Python avoid file IO with speech_recognition or PocketSphinx libraries


I often have a problem when dealing with Python libraries which have methods requiring file paths as parameters. This is an issue when I have some data in memory that I want to use with the library function. What I end up doing in these cases is:

  1. write a temporary file containing the data.
  2. pass the temporary file path to the library function.
  3. remove the file after the function returns.

This works well enough, however, for time sensitive applications the file IO involved with writing to and reading from the temporary file is a deal breaker.

Does anyone have any solutions to the problem? I would think that there is no one size fits all solution here but I don't want to make any assumptions. However, let me describe my current use case and hopefully someone will be able to help me with that specifically.

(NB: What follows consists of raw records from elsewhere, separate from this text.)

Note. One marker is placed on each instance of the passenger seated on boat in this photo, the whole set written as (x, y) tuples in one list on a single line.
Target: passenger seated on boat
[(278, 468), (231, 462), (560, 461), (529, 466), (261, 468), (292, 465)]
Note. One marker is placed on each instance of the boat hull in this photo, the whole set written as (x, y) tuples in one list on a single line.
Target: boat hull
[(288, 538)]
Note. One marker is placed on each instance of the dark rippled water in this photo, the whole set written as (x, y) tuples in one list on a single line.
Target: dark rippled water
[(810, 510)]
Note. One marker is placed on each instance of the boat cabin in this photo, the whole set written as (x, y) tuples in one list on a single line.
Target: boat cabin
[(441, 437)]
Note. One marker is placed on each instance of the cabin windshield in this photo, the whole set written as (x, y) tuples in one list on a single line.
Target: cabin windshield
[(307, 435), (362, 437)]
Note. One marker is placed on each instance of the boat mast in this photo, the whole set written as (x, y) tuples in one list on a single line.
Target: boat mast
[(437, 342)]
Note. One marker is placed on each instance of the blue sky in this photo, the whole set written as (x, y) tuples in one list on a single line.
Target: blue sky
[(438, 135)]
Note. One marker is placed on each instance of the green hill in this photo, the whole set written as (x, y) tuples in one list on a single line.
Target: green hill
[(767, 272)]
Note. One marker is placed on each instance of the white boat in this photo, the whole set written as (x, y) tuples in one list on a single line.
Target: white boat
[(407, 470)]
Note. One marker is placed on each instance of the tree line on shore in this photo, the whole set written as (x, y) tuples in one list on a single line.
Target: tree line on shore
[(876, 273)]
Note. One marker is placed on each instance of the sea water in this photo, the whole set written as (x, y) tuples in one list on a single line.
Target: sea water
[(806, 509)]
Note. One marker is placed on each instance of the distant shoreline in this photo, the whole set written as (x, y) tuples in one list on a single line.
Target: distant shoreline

I am using the speech_recognition library to convert a large number of audio files to text. I have the data for the audio files in a binary form. Here is my code:

from os import path, remove

from scipy.io.wavfile import write

import speech_recognition as sr

audio_list = ... # get the audio

text_list = []

for item in audio_list:

        temp_name = 'temp.wav'
        # create temporary file, writing it as a wave for speech_recognition to read
        write(temp_name, rate, item)

        audio_file = path.join(path.dirname(path.realpath('__file__')), temp_name) 

        recognizer = sr.Recognizer()

        # this is where I need to have the path to the file
        with sr.AudioFile(audio_file) as source:
            audio = recognizer.record(source)

        text = recognizer.recognize_sphinx(audio)
        text_list.append(text)

        remove(temp_name) 

The speech_recognition library uses PocketSphinx as a backend. PocketSphinx has its own Python API but I was unable to have any luck with that either.

Can anyone help me reduce this file IO?


Solution

  • The sr.AudioFile constructor also accepts a 'file-like object', and SciPy should be able to write to one. In your case, it sounds like io.BytesIO would be a good fit. It is a file-like object built around an in-memory buffer.

    Make one, then use it like you would any other file-like object:

    import io
    
    ...
    
    buffer = io.BytesIO()
    
    ...
    
    write(buffer, rate, item)
    
    ...
    
    with sr.AudioFile(buffer) as source:
        audio = recognizer.record(source)